All of the above features may not be observed in all the cases, and its presence depends on the stage of the disease at the time of aspiration. The characteristic cytological features may not be present in the resolving phase of the disease process. The absence of one or few of these findings does not exclude DQT, however diseases mimicking DQT in these cases have to be carefully excluded [3].

The presence of tumour cells with nuclear characteristics (powdery chromatin, nuclear groove and intranuclear inclusions), overlapping syncytial tissue fragments, real papillary fragments and psammoma bodies are characteristics in favour of Papillary Carcinoma of Thyroid gland (PTC). The classical MNGCs named as “bizarre giant cells” of PTC are smaller in number and size compared with DQT and granulomatous diseases. However, in some cases of papillary carcinoma, both type of MNGCs can be seen [6,13].

The number of total subject considered in the study were 20, however future studies needs to be undertaken involving more number of cases along with hormonal and radiological correlation. The follow up of the patients were also not conducted as it was a retrospective study.

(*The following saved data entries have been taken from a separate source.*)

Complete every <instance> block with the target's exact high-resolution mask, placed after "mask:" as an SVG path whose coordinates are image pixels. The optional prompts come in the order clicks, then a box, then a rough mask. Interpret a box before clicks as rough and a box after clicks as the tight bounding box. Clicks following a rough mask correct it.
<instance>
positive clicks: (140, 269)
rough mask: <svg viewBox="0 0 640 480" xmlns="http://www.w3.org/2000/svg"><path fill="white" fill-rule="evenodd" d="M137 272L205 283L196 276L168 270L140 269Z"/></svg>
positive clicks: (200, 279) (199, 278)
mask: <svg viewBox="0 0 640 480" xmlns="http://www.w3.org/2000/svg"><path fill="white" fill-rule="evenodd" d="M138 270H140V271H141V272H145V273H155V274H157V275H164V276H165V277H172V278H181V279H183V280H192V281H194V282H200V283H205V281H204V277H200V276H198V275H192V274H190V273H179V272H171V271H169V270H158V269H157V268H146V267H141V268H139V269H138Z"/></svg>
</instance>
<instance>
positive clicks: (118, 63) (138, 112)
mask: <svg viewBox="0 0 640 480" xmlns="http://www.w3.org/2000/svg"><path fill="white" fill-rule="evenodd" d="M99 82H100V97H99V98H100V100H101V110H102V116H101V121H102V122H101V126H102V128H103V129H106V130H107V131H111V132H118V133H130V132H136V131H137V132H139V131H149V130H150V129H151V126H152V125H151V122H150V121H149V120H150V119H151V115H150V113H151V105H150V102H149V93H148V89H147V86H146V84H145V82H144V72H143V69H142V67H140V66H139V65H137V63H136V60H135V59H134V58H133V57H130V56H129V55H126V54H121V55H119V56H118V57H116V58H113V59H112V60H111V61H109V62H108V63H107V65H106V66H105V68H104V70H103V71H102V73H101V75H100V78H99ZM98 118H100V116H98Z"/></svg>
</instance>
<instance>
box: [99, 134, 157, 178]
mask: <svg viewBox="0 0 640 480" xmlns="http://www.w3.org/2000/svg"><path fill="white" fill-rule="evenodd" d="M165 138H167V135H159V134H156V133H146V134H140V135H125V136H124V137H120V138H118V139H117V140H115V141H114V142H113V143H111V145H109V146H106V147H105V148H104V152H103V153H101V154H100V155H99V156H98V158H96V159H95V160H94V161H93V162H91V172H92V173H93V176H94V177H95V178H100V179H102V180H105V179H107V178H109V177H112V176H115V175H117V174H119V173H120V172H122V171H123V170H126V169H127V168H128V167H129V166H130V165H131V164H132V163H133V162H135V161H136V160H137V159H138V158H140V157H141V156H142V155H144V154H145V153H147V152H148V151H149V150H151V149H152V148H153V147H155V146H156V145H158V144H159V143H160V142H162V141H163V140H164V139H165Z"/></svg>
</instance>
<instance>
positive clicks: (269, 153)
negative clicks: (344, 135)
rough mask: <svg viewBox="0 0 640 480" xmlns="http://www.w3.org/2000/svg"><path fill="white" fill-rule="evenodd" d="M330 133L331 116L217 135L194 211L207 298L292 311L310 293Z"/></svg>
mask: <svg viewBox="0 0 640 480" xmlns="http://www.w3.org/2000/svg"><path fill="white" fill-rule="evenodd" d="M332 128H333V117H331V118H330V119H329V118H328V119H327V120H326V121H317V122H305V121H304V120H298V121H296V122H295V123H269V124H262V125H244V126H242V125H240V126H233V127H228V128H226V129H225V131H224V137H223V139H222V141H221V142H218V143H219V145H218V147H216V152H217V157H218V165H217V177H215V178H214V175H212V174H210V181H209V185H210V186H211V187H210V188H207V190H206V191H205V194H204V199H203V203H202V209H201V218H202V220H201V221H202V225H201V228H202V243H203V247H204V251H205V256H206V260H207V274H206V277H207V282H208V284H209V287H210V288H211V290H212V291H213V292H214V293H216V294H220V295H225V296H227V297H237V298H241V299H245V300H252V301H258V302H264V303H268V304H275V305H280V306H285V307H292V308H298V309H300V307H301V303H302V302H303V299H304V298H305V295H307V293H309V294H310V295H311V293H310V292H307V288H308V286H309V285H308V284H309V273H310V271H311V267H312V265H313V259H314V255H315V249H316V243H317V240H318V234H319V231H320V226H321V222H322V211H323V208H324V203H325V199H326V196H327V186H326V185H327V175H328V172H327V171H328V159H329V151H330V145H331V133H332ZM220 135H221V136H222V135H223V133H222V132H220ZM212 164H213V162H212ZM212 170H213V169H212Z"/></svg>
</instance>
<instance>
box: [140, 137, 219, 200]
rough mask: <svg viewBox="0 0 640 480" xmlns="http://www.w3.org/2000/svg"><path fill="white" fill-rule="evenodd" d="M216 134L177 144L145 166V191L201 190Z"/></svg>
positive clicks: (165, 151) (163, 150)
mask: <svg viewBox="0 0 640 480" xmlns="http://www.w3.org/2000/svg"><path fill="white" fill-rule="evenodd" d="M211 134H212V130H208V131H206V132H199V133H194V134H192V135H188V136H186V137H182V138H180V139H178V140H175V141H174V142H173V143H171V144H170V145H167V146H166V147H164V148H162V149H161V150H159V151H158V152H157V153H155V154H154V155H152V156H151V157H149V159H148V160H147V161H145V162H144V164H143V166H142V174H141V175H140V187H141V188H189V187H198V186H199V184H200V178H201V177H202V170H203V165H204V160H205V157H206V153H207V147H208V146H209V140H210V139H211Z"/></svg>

DQT is a self limiting inflammatory process of the thyroid gland. It presents clinically as a painful neck swelling, as observed in our study. They are often confused with other thyroid diseases and give rise to difficulties in diagnosis, hence FNAC proves to be an important tool in differentiating DQT from other thyroid lesions.

In conclusion, aspiration cytology of painful neck swelling showing follicular epithelial cells and MNGC’s against a dirty background is characteristic of DQT.